インタビューベテランソフトウェア開発者のトム・スリー氏は、UberやAirBnBといったいわゆる「シェアリングエコノミー」企業をいち早く批判した一人です。近日出版予定の著書『What's Yours Is Mine: Why The Sharing Economy Isn't(シェアリングエコノミーはなぜダメなのか)』では、こうした企業の事業のダークサイドに光を当て、規制の必要性を強く訴えています。

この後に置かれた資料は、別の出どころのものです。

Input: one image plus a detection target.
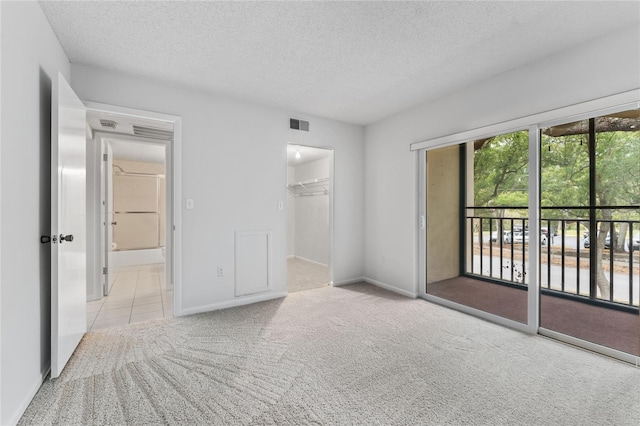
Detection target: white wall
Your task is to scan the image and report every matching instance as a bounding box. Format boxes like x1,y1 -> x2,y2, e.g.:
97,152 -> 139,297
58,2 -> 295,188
71,65 -> 364,313
0,2 -> 70,425
365,27 -> 640,294
294,157 -> 331,265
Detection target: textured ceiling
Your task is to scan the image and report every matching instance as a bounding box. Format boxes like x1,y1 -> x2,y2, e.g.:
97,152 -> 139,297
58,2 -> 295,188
41,1 -> 640,125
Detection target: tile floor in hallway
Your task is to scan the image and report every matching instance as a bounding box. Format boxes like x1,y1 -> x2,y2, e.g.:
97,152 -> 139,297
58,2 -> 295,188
87,263 -> 173,331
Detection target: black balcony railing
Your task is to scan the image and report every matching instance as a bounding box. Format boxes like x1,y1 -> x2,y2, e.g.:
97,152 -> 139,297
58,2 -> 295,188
465,207 -> 640,307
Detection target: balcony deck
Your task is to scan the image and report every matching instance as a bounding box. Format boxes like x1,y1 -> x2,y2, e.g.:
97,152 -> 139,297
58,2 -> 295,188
427,277 -> 640,356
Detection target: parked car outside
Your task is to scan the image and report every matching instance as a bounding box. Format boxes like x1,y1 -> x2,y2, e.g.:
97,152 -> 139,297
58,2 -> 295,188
503,230 -> 549,246
583,231 -> 611,249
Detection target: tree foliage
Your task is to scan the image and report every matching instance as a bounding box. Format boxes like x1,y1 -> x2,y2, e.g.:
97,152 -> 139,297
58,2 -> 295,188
473,111 -> 640,298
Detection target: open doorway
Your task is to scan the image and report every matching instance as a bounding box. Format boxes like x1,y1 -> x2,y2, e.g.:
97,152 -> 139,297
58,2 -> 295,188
287,144 -> 333,292
87,109 -> 174,331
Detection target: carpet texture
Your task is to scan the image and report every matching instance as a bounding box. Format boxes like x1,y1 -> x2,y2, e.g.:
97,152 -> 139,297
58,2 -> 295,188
20,284 -> 640,426
287,258 -> 329,293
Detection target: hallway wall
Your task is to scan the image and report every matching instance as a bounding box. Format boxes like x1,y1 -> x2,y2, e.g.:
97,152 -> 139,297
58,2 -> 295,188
0,2 -> 70,425
71,64 -> 364,313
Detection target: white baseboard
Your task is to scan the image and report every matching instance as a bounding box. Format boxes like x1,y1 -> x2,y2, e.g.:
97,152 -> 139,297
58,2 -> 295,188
180,291 -> 288,316
362,277 -> 418,299
294,256 -> 329,268
7,368 -> 51,426
333,277 -> 364,287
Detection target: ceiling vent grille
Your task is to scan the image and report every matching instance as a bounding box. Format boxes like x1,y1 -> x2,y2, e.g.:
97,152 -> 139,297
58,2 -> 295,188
289,118 -> 309,132
133,124 -> 173,141
100,119 -> 117,129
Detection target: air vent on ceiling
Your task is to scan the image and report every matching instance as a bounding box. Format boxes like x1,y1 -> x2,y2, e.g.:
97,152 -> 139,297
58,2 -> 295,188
289,118 -> 309,132
133,124 -> 173,141
100,119 -> 117,129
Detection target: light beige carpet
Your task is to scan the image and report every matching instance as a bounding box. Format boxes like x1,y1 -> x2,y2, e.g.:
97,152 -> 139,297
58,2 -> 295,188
287,258 -> 329,293
21,284 -> 640,426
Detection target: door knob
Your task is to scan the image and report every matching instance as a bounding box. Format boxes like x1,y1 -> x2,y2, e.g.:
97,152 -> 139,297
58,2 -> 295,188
60,234 -> 73,244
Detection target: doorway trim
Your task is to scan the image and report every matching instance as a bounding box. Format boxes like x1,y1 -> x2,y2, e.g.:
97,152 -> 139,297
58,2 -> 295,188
84,101 -> 182,317
284,142 -> 336,293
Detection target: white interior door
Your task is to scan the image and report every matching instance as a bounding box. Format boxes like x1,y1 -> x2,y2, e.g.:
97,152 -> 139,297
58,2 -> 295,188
51,73 -> 87,378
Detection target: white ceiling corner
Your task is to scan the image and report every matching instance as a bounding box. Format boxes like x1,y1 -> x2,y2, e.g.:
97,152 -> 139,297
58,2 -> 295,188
40,1 -> 640,125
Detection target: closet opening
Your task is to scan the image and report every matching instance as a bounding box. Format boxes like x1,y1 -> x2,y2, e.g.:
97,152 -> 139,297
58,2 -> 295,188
287,144 -> 334,293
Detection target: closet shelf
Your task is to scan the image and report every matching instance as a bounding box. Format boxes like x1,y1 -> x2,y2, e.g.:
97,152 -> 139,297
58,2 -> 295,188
287,177 -> 329,197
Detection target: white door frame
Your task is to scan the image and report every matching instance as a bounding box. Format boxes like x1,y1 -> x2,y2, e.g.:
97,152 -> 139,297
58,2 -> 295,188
84,101 -> 182,316
285,142 -> 336,286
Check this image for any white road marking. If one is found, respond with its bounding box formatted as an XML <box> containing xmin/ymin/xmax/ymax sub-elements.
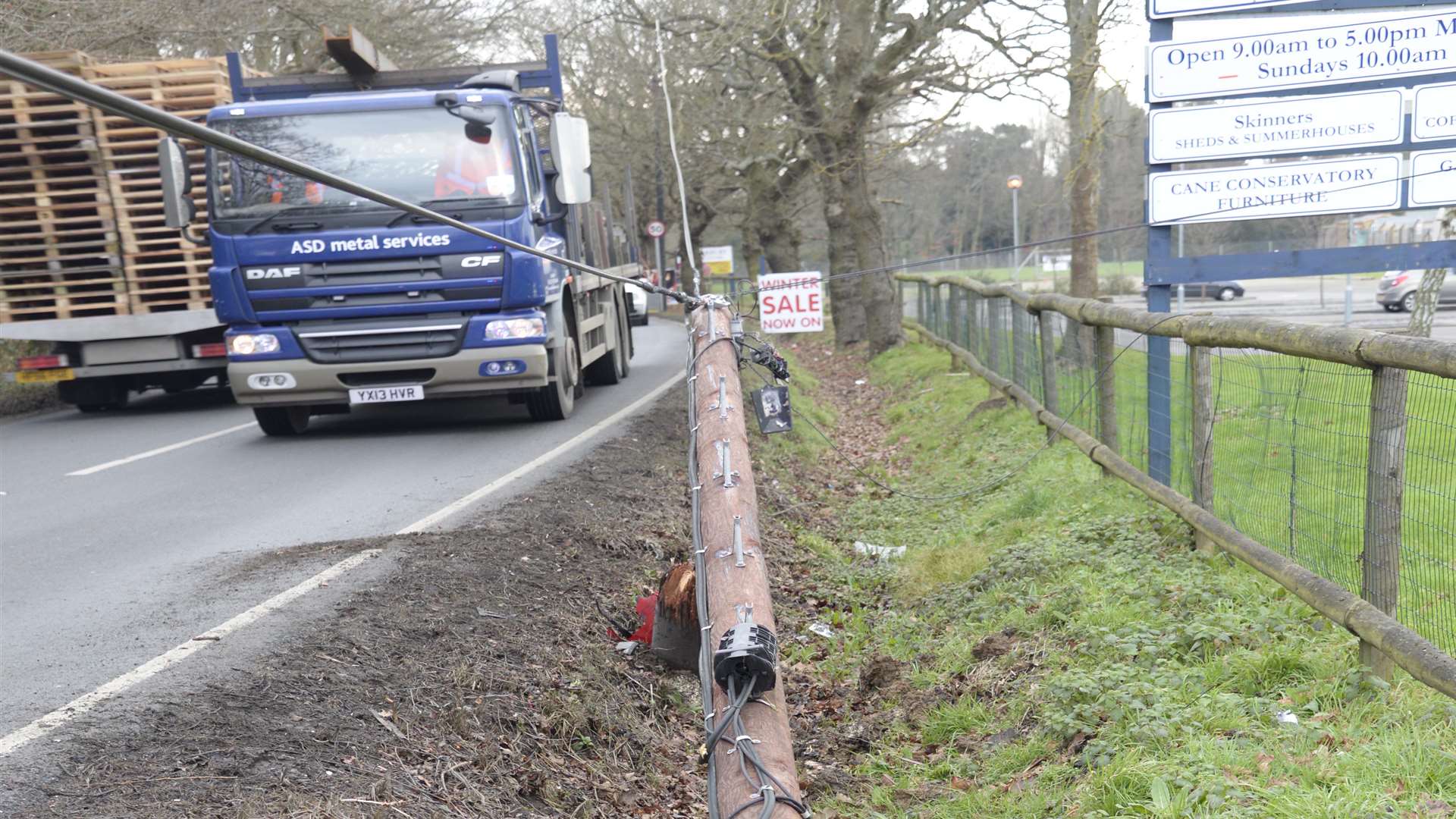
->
<box><xmin>65</xmin><ymin>421</ymin><xmax>258</xmax><ymax>476</ymax></box>
<box><xmin>394</xmin><ymin>373</ymin><xmax>682</xmax><ymax>535</ymax></box>
<box><xmin>0</xmin><ymin>549</ymin><xmax>383</xmax><ymax>756</ymax></box>
<box><xmin>0</xmin><ymin>375</ymin><xmax>682</xmax><ymax>756</ymax></box>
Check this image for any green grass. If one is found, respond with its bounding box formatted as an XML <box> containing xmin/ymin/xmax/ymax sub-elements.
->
<box><xmin>760</xmin><ymin>334</ymin><xmax>1456</xmax><ymax>819</ymax></box>
<box><xmin>914</xmin><ymin>306</ymin><xmax>1456</xmax><ymax>651</ymax></box>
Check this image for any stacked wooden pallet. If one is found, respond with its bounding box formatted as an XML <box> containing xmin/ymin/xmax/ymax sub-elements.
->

しかし、これはジレンマを生み出します。消費者の間で非常に人気があり、「一体何が問題なんだ?」と疑問に思うからです。愚かな規制は、進歩主義者や左派を愚かに見せてしまうだけではないでしょうか?

TfLがUberの車両を家の外で5分間待機させるという提案は、まさに好例と言えるでしょう。非正規雇用や規制アービトラージを利用する以外にほとんど独自性のない企業に対し、左派はいかにして愚か者と思われずに対処できるのでしょうか?

トムとこれらの問題のいくつかについて議論しました。これが私たちの会話です。質問は太字で、スリーの返答は、えーっと、太字ではありません。


レッグ:それで、「シェアリングエコノミー」って何ですか? あなたも私と同じくらいその言葉が嫌いなのが分かりますね。

スリー:私は「シェアリングエコノミー」という言葉を渋々使っています。もっと正確な言葉をみんなに使ってもらうほどの影響力はないので、現状のままで使うしかないですね。

初期の取り組みの多くは成長せず、最終的には少数の存続可能な事業に留まりました。Uberがその好例で、AirBnBもそれに次ぐものです。これら2社以外ではどういったものがありますか?

オンラインサービスがあります。TaskRabbitから始まり、彼らはあらゆるサービスを請け負おうとしています。新しいビジネスが登場し、「特定の種類のサービスを提供します」と謳っています。一時期、掃除サービスもその一つでした。GoogleはHomeJoyというスタートアップに投資しました。Googleがハウスクリーニングに投資するのは非常に珍しいことです。しかし、HomeJoyは3,000万ドルの投資を受けましたが、結局倒産しました。

PostMatesは、誰かが代わりに配達してくれるサービスです。繰り返しになりますが、リーズに住む母はSainsbury'sで配達を頼んでいますが、彼女がこのサービスを使いたいと思うかどうかは分かりません。インターネットが変化をもたらすものもあまりありません。これは一時的な流行であり、いくつかの企業に波及していくでしょう。

もう一つの分野は金融テクノロジーの分野で、P2Pレンディングが挙げられますが、これは実際にはP2Pレンディングではないことが判明しました。これらのビジネスは、金融機関にとって融資の適格性を判断するための新たな手段に過ぎないことが判明しました。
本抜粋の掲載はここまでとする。